Historic house in Ohio, United States

The Wilson-Gibson House is a historic residence in Cincinnati, Ohio, United States. Constructed in the middle of the 19th century, it features a mix of two prominent architectural styles, and it has been named a historic site.

The lot currently located at 425 Oak Street was originally part of a subdivision known as "Vernon Village". Although the property was first owned by John Frazier, James Wilson bought it in 1859 at sheriff's sale and soon began construction on the site. Soon after its completion in the following year, Wilson's brother moved into the new house and lived in it for thirteen years, vacating it only at his death. Among the later owners was Louis Hauck, whose daughter Katherine Gibson was the owner whose name is on the house.

Built of brick on a stone foundation, the Wilson-Gibson House is a two-and-a-half-story residence with walls full of shuttered windows. Unusually, it mixes components of two popular architectural styles that overlapped but little: the earlier Federal style and the later Neoclassical style.

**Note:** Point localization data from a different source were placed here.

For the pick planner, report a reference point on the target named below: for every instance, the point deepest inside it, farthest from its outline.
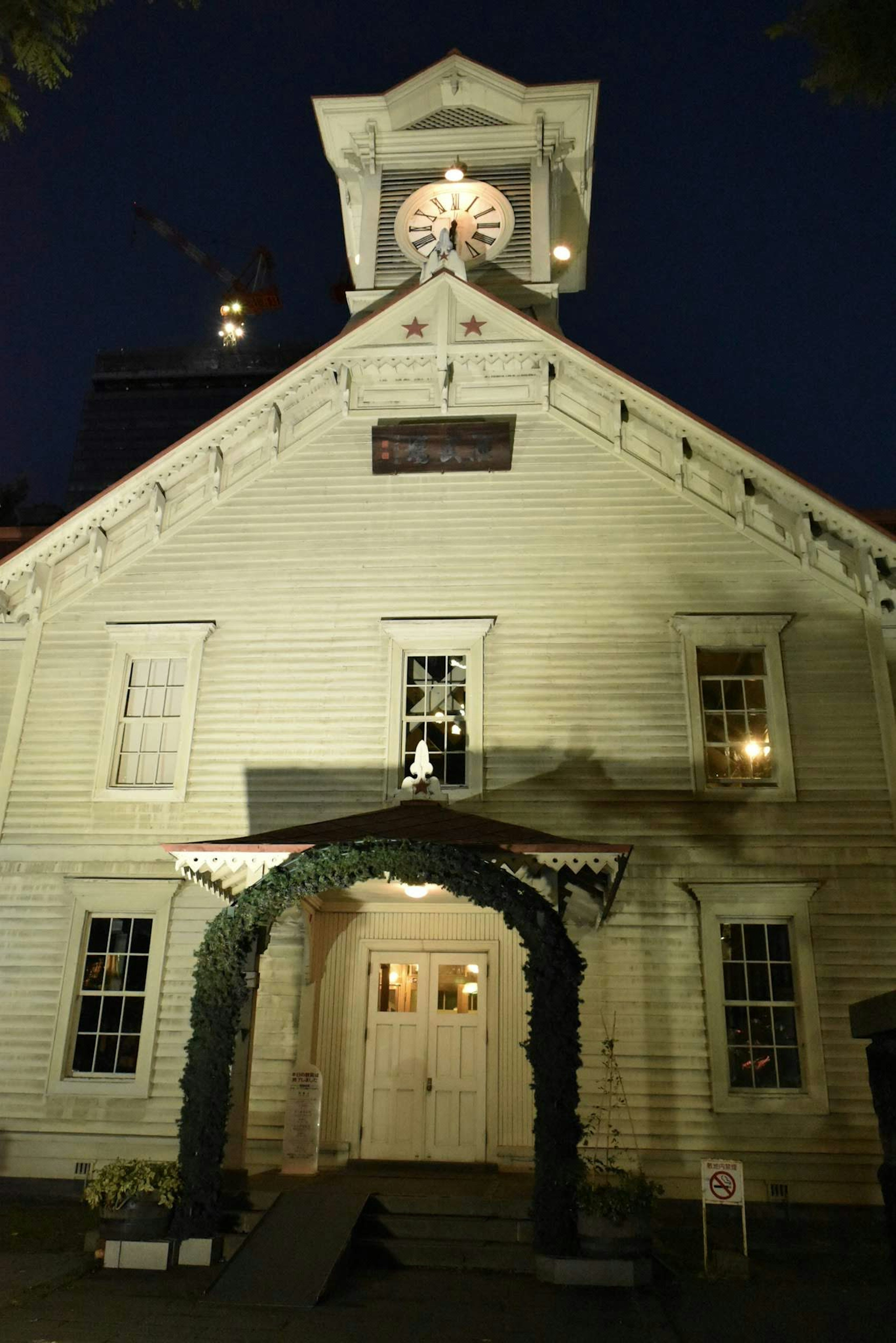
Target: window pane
(99, 938)
(89, 1019)
(733, 942)
(136, 974)
(734, 695)
(111, 1019)
(761, 1025)
(737, 1025)
(735, 980)
(139, 672)
(83, 1059)
(140, 935)
(789, 1072)
(132, 1016)
(756, 695)
(782, 984)
(763, 1063)
(115, 977)
(92, 977)
(457, 989)
(739, 1068)
(120, 935)
(758, 982)
(731, 663)
(756, 942)
(778, 942)
(397, 988)
(785, 1027)
(715, 726)
(127, 1061)
(107, 1051)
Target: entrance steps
(444, 1231)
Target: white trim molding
(758, 902)
(132, 899)
(749, 631)
(447, 636)
(163, 640)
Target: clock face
(483, 214)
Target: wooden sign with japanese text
(303, 1122)
(444, 445)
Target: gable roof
(514, 366)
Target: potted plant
(614, 1197)
(136, 1198)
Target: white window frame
(440, 638)
(131, 899)
(739, 632)
(758, 902)
(166, 640)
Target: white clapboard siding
(340, 1039)
(10, 664)
(582, 560)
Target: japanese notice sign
(303, 1122)
(442, 445)
(723, 1182)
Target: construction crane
(246, 295)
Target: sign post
(303, 1122)
(722, 1185)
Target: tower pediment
(534, 143)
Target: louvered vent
(448, 117)
(392, 262)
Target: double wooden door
(425, 1056)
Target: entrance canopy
(581, 878)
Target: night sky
(742, 252)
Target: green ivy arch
(553, 973)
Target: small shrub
(127, 1178)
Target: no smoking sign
(723, 1182)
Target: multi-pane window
(734, 701)
(436, 712)
(150, 723)
(111, 996)
(761, 1006)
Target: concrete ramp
(293, 1252)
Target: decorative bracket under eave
(581, 886)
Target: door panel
(425, 1059)
(396, 1063)
(456, 1057)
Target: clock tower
(506, 167)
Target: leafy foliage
(37, 38)
(855, 48)
(606, 1185)
(553, 974)
(126, 1178)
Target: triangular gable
(449, 347)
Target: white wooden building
(641, 633)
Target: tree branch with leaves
(37, 42)
(854, 45)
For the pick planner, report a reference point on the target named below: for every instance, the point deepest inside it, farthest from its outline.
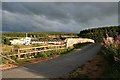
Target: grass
(80, 45)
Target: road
(57, 67)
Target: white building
(23, 41)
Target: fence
(23, 53)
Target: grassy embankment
(48, 54)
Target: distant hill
(38, 34)
(98, 33)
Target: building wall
(71, 41)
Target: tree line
(98, 33)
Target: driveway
(57, 67)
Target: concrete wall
(71, 41)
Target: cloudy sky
(57, 16)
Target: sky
(57, 16)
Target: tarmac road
(57, 67)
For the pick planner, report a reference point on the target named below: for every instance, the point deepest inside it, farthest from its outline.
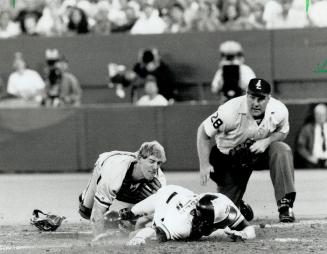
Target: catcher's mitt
(241, 156)
(46, 222)
(134, 193)
(124, 220)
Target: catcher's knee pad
(246, 211)
(84, 211)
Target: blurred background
(80, 77)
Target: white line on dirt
(30, 247)
(294, 224)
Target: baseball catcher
(46, 222)
(121, 179)
(179, 214)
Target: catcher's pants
(232, 182)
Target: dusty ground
(301, 237)
(58, 193)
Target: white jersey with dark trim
(232, 123)
(173, 212)
(112, 168)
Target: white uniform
(232, 124)
(172, 209)
(109, 173)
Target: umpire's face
(150, 166)
(257, 104)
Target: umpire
(249, 131)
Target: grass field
(57, 193)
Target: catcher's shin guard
(285, 209)
(246, 211)
(83, 210)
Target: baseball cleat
(83, 210)
(285, 210)
(286, 215)
(246, 211)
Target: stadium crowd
(71, 17)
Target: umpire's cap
(259, 87)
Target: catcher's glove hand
(147, 188)
(144, 189)
(46, 222)
(241, 156)
(124, 220)
(235, 235)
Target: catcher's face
(257, 105)
(150, 166)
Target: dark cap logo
(259, 87)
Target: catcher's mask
(205, 209)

Cincinnati architectural historians have suggested that the house is patterned after the Taft Museum of Art downtown; both buildings are brick Federal structures with fanlights and sidelights around their grand double doors, paired internal chimneys, and six-over-six windows.

In 1976, the Wilson-Gibson House was listed on the National Register of Historic Places. One of nearly 250 Cincinnati locations on the Register, it qualified for inclusion based on its distinctive historic architecture.